I'd rather a decent amount of those survive me in some fashion. A few might, as they'll probably be included in console or flash game rom dump collections, but I wish more would. I also wish i completed more projects in my lifetime.

Realistically, if a project is unfinished, is it interesting? My feeling is that I don't finish creative projects because they have some kind of fundamental dysfunction or problem. If a creative project failed to keep my attention to the bitter end, then I don't think it would be keeping the attention of my descendants on its own merits.

I've experienced the other side of this one - a lot of my family were amateur artists. Their work, on the whole, isn't that interesting. Their practice, on the other hand, is something they passed on, and I value it quite a lot. As a kid, I was always encouraged to make things, and to make new things rather than replicas, and to take making things seriously.

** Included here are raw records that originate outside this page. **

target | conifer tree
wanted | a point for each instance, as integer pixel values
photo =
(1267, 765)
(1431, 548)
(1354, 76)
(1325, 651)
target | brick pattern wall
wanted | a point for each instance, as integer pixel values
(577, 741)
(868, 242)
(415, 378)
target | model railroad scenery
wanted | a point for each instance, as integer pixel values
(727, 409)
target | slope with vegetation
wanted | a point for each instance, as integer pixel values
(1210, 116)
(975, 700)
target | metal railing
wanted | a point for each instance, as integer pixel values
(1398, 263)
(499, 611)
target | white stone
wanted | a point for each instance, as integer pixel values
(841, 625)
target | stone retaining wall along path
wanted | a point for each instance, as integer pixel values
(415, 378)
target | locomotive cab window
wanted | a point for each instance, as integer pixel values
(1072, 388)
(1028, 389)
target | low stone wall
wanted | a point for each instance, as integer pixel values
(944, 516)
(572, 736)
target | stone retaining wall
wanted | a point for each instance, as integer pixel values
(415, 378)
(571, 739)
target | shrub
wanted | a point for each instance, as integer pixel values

I still make a lot of stuff, and I really feel that people who don't are missing out - but I don't think I've made anything that I'd like my descendants to have - other than the practice of making things itself. I guess family, at its best, is about passing on traditions that allows you to live well in a frankly hard and troubling world. I mean, you can pass on more stuff than that - paintings, photos - but it usually ends up sitting in some attic. At least, that's what's happened to the creative output of about four generations of my family.

I agree. An old friend of mine died last year, and I recently discovered a youtube video of her speaking at an academic conference. The subject doesn't interest me, and while she was alive I wouldn't have even bothered to search for videos much less watch it. But now she's dead it is the only record I have of what her voice sounded like, how she expressed herself. So I downloaded a copy to keep and although it's unlikely I'll watch it again, it is some tiny comfort. Context changes the value of these things.